Pur se in qualche edizione fu accusato di qualche “trucco”, cioè quello di tagliare pesantemente il percorso, beccandosi la forfettaria per salto dei controlli… ma rimanendo in gara sfruttando il regolamento che lo permette (in fondo non era uno sprovveduto, essendo detentore di 3 lauree in ingegneria!), non si può che ammirarne la caparbietà; comunque rimarrà negli annali tra i pochissimi ad aver completato la Dakar in 125!

LA DAKAR CAMBIA CONTINENTE; DAL 2009 AD OGGI

La sempre più instabile situazione politica del Sahel, che impedisce di trovare dei percorsi adeguati per allestire in sicurezza una gara all’altezza della sua fama, spinge gli Organizzatori ad attraversare l’Oceano Atlantico e della Dakar rimane solo il nome di qualcosa che, oltre a percorrere piste dell’ America del Sud, perde anche quell’alone di “avventura” che ne aveva sempre permeato la storia.

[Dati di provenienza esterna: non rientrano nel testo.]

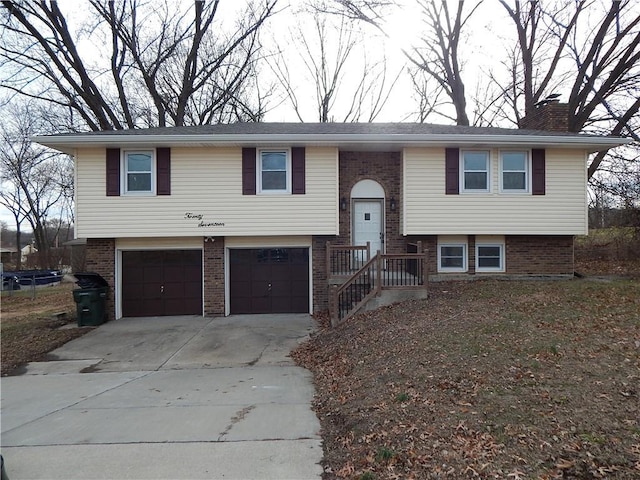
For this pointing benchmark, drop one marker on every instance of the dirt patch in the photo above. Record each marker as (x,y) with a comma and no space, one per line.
(485,379)
(32,327)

La gara, pur sempre massacrante, diventa una sorta di Enduro “Long Range” con percorsi che scalano le Ande e che percorrono dei deserti che non hanno certo più le difficoltà ed il fascino di sfida, tipiche del Tenerè. Le moto diventano più leggere e maneggevoli, ma pensare di usare un 125 ha ancora un qualcosa di eroico.

Nell’ultima edizione di quest’anno, il francese Sylvain Espinasse, ha corso e completato la Dakar su una Husqvarna, diventando il sesto pilota nella storia a riuscire nell’impresa.

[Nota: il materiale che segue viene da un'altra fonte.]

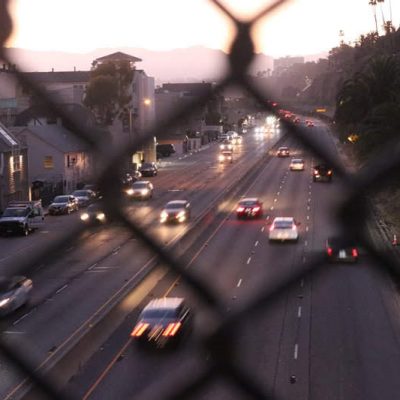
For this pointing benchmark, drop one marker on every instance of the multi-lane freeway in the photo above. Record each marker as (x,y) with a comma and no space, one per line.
(335,335)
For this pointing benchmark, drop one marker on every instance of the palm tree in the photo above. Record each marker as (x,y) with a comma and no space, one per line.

Dakar 2016 Sylain Espinasse è il primo a correre e concldere la Dakar “del nuovo mondo”

Dakar 2016 Sylain Espinasse è il primo a correre e concldere la Dakar “del nuovo mondo”

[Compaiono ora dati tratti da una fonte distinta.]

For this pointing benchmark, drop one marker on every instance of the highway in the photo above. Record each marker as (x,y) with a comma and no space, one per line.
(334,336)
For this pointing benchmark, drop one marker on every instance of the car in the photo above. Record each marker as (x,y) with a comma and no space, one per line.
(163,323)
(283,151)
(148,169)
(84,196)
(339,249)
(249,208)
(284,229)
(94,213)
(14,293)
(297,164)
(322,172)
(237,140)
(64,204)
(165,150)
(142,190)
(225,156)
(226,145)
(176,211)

Sulla sua moto, dotata di un intelligentissimo serbatoio per l’olio miscela realizzato all’interno del forcellone, ha dovuto sostituire 5 pistoni per giungere all’arrivo e ha dovuto superare una difficoltà sconosciuta ai concorrenti delle vecchie Dakar: il superamento dei passi a più di 4.000 metri lo hanno costretto, talvolta, a non riuscire a raggiungere velocità superiori ai 40 Km/h, causate dalla carburazione pesantemente ingrassata.

Ma al termine della sua impresa, Sylvain ha raccontato che le difficoltà più grandi le ha incontrate nel superamento delle dune; questo mi fa pensare che se avesse tentato la vecchia Parigi-Dakar forse non sarebbe entrato nella storia!